When you’re striking the first match in the firebox of a steam locomotive after 70 years, you’ll want to know that your tests were done right. Bradley Varhol, SciAps representative from EON Products, shares this LIBS story straight from Centennial Park in Nashville, Tennessee:
A technological marvel of its day and workhorse of World War II, Locomotive 576 has awed visitors to Nashville since it was retired to Centennial Park in 1953. Designed right here in the city, the engine efficiently hauled troops, oil and freight over the southern mountain passes for a decade, until diesel replaced steam. Now the Nashville Steam Preservation Society is restoring it to operation so visitors can ride the rails under steam once again.

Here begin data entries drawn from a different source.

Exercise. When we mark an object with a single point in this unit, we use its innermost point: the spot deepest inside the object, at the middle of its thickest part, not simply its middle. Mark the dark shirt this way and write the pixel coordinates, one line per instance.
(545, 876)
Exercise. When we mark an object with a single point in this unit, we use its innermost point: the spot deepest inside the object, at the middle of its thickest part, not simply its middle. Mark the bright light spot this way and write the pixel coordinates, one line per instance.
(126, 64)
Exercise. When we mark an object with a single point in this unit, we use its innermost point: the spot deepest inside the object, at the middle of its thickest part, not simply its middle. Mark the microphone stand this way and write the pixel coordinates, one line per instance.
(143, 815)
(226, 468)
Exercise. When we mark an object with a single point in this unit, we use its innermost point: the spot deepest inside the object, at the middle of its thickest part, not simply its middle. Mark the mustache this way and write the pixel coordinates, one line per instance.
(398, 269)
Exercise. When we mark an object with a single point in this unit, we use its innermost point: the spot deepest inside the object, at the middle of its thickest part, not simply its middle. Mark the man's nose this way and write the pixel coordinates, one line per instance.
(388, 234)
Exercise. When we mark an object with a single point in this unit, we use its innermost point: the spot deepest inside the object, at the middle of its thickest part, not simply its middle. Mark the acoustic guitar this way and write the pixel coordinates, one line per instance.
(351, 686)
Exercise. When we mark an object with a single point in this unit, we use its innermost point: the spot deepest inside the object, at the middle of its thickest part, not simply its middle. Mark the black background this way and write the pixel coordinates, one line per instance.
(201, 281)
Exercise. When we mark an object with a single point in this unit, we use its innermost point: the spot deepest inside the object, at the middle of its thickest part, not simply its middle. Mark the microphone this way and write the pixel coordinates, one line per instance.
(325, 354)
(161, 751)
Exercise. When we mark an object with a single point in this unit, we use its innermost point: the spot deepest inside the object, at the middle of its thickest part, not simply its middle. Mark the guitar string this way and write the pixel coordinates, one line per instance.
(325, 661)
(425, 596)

In December, we were alongside the powerful 400,000 lb. engine with representatives from World Testing, Inc. to perform new inspections on the condition of the boiler. Their ultrasonic tests had already measured the thickness of the sheet metal. Now we had the SciAps Z-200 C+ handheld analyzers to measure the amount of Carbon within the steel plates of the boiler. It is critical to know if the Carbon is under .25% — regulations mandate that in order to weld-repair any unstayed area of the boiler, the Carbon count must be below .25%. So these tests were extremely important to plan the restoration phase. Bob O’Neal of World Testing, Inc. supervised the testing while Shane Meador, president of the Steam Society, determined which components to test.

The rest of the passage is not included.